Saturday, February 18, 2006

JIF GTMO Op Enduring Freedom

We were recently attracted to an article in the Omaha World-Herald about a small businessman, Tom Hogan. Hogan, according to the paper, designed “a sort of wheelchair, … that people can be strapped into to keep them from harming themselves or others.” Hogan, a sheriff, was inspired to do this by an incident involving an intoxicated man at a jail.

He now makes these chairs and sells them for $1,200 apiece. He doesn’t have a large factory. His clients are institutions, usually. But he did ship 25 of the chairs recently to a client in Norfolk, Virginia – “the orders were marked "JIF GTMO Op Enduring Freedom."

Hogan seems like a decent kind of man:

“Under most situations, Hogan said, he doesn't consider it abuse to force-feed someone.

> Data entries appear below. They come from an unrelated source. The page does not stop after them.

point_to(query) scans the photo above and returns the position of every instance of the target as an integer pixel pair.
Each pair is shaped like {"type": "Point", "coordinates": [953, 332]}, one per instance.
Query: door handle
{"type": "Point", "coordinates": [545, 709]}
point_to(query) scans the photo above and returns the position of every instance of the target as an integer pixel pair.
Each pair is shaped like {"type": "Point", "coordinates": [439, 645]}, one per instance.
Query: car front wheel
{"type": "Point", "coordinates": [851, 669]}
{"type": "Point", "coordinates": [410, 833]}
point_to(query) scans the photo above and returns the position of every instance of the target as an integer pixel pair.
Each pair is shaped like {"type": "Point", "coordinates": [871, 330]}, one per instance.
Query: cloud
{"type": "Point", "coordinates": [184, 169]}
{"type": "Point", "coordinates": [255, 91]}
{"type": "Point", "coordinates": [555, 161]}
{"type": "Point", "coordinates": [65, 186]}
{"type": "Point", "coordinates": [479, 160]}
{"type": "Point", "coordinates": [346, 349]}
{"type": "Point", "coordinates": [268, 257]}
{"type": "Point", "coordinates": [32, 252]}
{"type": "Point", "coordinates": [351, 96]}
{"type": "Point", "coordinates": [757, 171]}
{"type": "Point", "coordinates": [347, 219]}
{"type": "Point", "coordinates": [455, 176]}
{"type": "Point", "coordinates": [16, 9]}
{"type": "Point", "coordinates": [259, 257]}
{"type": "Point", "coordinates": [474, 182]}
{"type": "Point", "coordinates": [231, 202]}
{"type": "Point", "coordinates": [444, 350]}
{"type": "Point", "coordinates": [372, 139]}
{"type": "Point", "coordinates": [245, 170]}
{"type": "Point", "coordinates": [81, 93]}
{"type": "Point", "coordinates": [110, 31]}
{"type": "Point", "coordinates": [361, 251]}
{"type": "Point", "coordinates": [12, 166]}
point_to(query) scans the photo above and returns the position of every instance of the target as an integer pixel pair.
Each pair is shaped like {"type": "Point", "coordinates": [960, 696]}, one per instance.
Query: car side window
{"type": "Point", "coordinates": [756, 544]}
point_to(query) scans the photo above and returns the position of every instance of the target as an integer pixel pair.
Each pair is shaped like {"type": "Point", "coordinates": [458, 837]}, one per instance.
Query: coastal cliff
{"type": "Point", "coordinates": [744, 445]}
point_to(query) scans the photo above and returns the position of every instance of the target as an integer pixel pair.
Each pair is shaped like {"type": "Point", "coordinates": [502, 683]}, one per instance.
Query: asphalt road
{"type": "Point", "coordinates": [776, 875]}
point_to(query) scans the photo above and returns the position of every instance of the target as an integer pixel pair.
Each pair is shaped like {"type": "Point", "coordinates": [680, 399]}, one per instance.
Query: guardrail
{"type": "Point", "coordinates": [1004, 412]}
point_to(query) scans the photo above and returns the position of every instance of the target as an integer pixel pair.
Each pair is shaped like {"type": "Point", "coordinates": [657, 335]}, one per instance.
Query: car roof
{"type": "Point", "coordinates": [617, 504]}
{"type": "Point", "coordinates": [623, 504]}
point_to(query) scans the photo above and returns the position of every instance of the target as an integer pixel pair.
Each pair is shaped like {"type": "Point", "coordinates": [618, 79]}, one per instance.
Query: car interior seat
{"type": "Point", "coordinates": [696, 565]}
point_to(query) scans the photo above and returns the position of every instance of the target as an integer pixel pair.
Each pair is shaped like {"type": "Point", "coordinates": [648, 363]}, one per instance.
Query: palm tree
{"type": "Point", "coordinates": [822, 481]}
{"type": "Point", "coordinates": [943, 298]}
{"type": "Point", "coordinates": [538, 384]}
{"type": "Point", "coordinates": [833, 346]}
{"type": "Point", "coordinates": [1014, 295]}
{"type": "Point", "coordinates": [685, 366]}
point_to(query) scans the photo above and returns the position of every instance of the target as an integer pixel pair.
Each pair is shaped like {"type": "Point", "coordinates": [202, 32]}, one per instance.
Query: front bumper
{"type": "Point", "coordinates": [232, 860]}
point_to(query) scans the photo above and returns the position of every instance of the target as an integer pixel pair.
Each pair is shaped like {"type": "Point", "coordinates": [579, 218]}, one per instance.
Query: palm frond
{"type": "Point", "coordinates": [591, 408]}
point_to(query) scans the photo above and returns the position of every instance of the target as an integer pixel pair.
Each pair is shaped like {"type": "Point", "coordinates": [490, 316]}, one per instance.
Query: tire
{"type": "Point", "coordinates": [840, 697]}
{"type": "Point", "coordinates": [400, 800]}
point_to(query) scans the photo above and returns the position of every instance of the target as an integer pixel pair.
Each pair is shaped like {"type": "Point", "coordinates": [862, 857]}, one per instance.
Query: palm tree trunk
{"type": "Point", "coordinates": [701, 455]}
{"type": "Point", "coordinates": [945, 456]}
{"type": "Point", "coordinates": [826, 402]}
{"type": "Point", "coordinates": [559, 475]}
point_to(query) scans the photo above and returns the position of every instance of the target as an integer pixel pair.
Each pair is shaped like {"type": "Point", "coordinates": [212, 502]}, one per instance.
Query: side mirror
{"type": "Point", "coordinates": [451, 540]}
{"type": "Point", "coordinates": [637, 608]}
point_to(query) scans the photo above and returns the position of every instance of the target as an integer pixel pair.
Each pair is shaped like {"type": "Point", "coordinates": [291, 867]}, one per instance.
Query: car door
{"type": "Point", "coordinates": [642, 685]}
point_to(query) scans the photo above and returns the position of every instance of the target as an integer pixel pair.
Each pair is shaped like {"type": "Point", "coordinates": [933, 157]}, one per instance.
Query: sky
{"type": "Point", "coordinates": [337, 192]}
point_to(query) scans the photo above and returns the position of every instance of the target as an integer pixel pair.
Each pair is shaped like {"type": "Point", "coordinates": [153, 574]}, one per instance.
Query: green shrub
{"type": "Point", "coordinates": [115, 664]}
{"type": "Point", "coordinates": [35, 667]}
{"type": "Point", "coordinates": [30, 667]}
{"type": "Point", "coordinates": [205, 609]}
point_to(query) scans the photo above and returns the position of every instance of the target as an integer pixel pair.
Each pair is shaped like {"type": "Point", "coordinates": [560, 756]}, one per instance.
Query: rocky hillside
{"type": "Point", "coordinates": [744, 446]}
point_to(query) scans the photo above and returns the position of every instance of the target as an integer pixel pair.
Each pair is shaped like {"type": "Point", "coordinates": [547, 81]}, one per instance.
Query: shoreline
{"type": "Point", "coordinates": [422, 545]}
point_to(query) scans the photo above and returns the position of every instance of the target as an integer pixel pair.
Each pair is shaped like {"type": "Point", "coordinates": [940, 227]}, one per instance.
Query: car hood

"If my chair is being used to save somebody's life . . . that's fine by me," he said. What concerns him, he said, is whether the feeding is done in an abusive way. "I don't want my chairs to be used to torture people." “

And so it creeps in – our Homeland decency, and our need to fight the long war. That long, beautiful war in which, what with one twist and another, we have to gradually throw off our freedoms – temporarily of course – and ditch our scruples – for a good purpose, of course – and generally become a more depraved and in every way worse country. It looks like Hogan’s chairs were found by some clever person at the Pentagon, and turned out to be just the addition needed to break a hunger strike at America’s Buchenwald in Guantanamo Bay.

Rupert Cornwall in the Independent has a nice column about Guantanamo in the light of the U.N. condemnation:

“The justifications advanced by the US authorities are now absurd. Four years on, whatever intelligence value these individuals once had has surely long since been exhausted. Many of them, it is known, were caught in the American net by accident in Afghanistan and Pakistan, sometimes handed over by rivals, for reasons that had far more to do with bounty collection than the "war on terror". Lawyers say that only 8 per cent of prisoners have been classified as al-Qa'ida fighters, and that less than half, according to Pentagon documents, have committed a "hostile act" against the US.

But we can't release them, intone Donald Rumsfeld and his minions' once freed, they would revert to doing "bad things against America". As if an extra 490 "bad guys" - assuming they are "bad guys" - would make much difference, when in Iraq alone active insurgents number at least 20,000, and when the very existence of Guantanamo Bay is among the terrorists' most potent recruiting agents.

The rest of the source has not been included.